Trump-Xi Jinping : l’inévitable guerre commerciale

Dans la guerre des tarifs douaniers déclenchée par Trump, tous s’étaient couchés, à commencer par l’Europe, mais également l’Amérique latine, l’Afrique et même l’Asie. Tous avaient consenti à l’extorsion, en moyenne 15 % de droits de douane supplémentaires, pour espérer continuer à être protégés ou à exporter sur le marché américain. Trump avait appelé cela « Libération Day ». Tous s’étaient couchés, sauf une puissance : la Chine.
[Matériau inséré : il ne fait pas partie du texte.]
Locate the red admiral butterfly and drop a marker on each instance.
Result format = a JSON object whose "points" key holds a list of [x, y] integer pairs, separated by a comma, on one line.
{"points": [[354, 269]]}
La Chine, qui a d’abord riposté en décrétant des tarifs douaniers équivalents, forçant Trump à faire en partie machine arrière ; puis en stoppant purement et simplement toutes ses importations de soja américain (une perte sèche de 13 milliards de dollars pour les fermiers de l’Illinois, de l’Iowa, du Minnesota et de l’Indiana), immédiatement remplacés par les producteurs brésiliens. Rétorsion aussi, avec la décision de se passer des microprocesseurs de Nvidia que Trump avait pourtant hésité à vendre aux Chinois avant de s’y résoudre et de découvrir que Pékin n’en voulait plus, montrant ainsi qu’il pouvait produire une technologie au moins équivalente en Chine même. Cela avant un dernier coup de bambou plus douloureux encore : l’embargo sur les terres rares et surtout sur tout équipement qui pourrait en contenir, même en quantité infime, à commencer par les fameux aimants, indispensables dans les téléphones, les automobiles et jusque dans les missiles Tomahawk (convoités par l’Ukraine), la propulsion des drones ou dans les chasseurs F-35. Or 90 % de ces aimants sont fabriqués en Chine… Officiellement, les Chinois précisent qu’il ne s’agit pas d’un embargo, mais de simples « licences d’exportation » accordées pour un « commerce légitime », l’appréciation étant laissée, au cas par cas, aux seuls contrôleurs de Pékin…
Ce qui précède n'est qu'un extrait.